= History of type theory =

The type theory was initially created to avoid paradoxes in a variety of formal logics and rewrite systems. Later, type theory referred to a class of formal systems, some of which can serve as alternatives to naive set theory as a foundation for all mathematics.

It has been tied to formal mathematics since Principia Mathematica to today's proof assistants.

== 1900–1927 ==

=== Origin of Russell's theory of types ===

In a letter to Gottlob Frege (1902), Bertrand Russell announced his discovery of the paradox in Frege's Begriffsschrift. Frege promptly responded, acknowledging the problem and proposing a solution in a technical discussion of "levels". To quote Frege:

Incidentally, it seems to me that the expression "a predicate is predicated of itself" is not exact. A predicate is as a rule a first-level function, and this function requires an object as argument and cannot have itself as argument (subject). Therefore I would prefer to say "a concept is predicated of its own extension".

He goes about showing how this might work but seems to pull back from it. As a consequence of what has become known as Russell's paradox both Frege and Russell had to quickly amend works that they had at the printers. In an Appendix B that Russell tacked onto his The Principles of Mathematics (1903) one finds his "tentative" theory of types. The matter plagued Russell for about five years.

Willard Quine presents a historical synopsis of the origin of the theory of types and the "ramified" theory of types: after considering abandoning the theory of types (1905), Russell proposed in turn three theories:

Quine observes that Russell's introduction of the notion of "apparent variable" had the following result:
The distinction between 'all' and 'any': 'all' is expressed by the bound ('apparent') variable of universal quantification, which ranges over a type, and 'any' is expressed by the free ('real') variable which refers schematically to any unspecified thing irrespective of type.

Quine dismisses this notion of "bound variable" as "pointless apart from a certain aspect of the theory of types".

=== The 1908 "ramified" theory of types ===

Quine explains the ramified theory as follows: "It has been so called because the type of a function depends both on the types of its arguments and on the types of the apparent variables contained in it (or in its expression), in case these exceed the types of the arguments". Stephen Kleene in his 1952 Introduction to Metamathematics describes the ramified theory of types this way:

The primary objects or individuals (i.e. the given things not being subjected to logical analysis) are assigned to one type (say type 0), the properties of individuals to type 1, properties of properties of individuals to type 2, etc.; and no properties are admitted which do not fall into one of these logical types (e.g. this puts the properties 'predicable' and 'impredicable' ... outside the pale of logic). A more detailed account would describe the admitted types for other objects as relations and classes.

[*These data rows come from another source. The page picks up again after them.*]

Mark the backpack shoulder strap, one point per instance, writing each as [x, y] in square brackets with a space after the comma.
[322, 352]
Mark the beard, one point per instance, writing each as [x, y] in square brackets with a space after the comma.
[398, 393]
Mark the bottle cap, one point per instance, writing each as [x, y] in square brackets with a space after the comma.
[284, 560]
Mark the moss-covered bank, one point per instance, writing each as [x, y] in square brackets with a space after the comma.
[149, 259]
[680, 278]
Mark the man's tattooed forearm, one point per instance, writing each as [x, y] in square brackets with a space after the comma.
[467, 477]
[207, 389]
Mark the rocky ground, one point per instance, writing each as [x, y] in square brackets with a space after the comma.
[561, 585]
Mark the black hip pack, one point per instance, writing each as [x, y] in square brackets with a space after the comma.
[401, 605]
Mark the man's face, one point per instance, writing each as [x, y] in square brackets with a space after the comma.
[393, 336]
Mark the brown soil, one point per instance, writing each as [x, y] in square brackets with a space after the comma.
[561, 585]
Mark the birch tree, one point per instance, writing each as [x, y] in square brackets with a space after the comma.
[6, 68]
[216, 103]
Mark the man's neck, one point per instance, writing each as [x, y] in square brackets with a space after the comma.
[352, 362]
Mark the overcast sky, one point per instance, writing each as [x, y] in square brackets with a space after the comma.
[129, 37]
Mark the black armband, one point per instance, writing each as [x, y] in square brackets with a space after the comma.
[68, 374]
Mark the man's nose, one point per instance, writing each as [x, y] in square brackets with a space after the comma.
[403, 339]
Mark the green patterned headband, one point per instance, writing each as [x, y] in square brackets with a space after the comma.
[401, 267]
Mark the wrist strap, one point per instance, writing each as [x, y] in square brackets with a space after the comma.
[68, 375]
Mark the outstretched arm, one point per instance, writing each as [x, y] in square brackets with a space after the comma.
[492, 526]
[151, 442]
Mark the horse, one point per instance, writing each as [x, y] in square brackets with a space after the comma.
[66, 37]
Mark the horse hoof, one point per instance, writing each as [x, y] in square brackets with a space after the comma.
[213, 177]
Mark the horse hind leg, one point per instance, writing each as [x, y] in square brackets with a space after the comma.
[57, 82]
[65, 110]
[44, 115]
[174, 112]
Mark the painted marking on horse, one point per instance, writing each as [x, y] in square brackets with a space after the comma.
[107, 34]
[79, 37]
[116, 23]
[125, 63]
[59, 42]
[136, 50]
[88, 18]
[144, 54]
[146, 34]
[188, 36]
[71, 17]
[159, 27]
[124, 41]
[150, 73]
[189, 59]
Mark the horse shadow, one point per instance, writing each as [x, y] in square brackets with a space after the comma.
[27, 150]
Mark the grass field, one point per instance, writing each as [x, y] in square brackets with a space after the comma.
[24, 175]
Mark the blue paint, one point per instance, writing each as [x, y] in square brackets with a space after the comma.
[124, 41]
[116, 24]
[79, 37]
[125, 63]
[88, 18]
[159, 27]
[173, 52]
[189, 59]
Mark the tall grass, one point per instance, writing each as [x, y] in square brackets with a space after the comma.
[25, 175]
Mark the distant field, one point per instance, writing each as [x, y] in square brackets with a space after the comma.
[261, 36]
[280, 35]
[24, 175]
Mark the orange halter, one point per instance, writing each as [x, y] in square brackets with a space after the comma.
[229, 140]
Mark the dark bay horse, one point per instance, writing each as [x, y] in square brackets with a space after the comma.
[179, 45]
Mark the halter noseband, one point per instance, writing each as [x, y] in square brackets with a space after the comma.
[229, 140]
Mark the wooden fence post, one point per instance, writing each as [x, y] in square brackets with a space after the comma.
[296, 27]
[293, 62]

Then to exclude impredicative definitions within a type, the types above type 0 are further separated into orders. Thus for type 1, properties defined without mentioning any totality belong to order 0, and properties defined using the totality of properties of a given order belong to the next higher order. ... But this separation into orders makes it impossible to construct the familiar analysis, which we saw above contains impredicative definitions. To escape this outcome, Russell postulated his axiom of reducibility, which asserts that to any property belonging to an order above the lowest, there is a coextensive property (i.e. one possessed by exactly the same objects) of order 0. If only definable properties are considered to exist, then the axiom means that to every impredicative definition within a given type there is an equivalent predicative one (Kleene 1952:44–45).

=== The axiom of reducibility and the notion of "matrix" ===

But because the stipulations of the ramified theory would prove (to quote Quine) "onerous", Russell in his 1908 Mathematical logic as based on the theory of types also would propose his axiom of reducibility. By 1910 Whitehead and Russell in their Principia Mathematica would further augment this axiom with the notion of a matrix — a fully extensional specification of a function. From its matrix a function could be derived by the process of "generalization" and vice versa, i.e. the two processes are reversible — (i) generalization from a matrix to a function (by using apparent variables) and (ii) the reverse process of reduction of type by courses-of-values substitution of arguments for the apparent variable. By this method impredicativity could be avoided.

=== Truth tables ===

In 1921, Emil Post would develop a theory of "truth functions" and their truth tables, which replace the notion of apparent versus real variables. From his "Introduction" (1921): "Whereas the complete theory [of Whitehead and Russell (1910, 1912, 1913)] requires for the enunciation of its propositions real and apparent variables, which represent both individuals and propositional functions of different kinds, and as a result necessitates the cumbersome theory of types, this subtheory uses only real variables, and these real variables represent but one kind of entity, which the authors have chosen to call elementary propositions".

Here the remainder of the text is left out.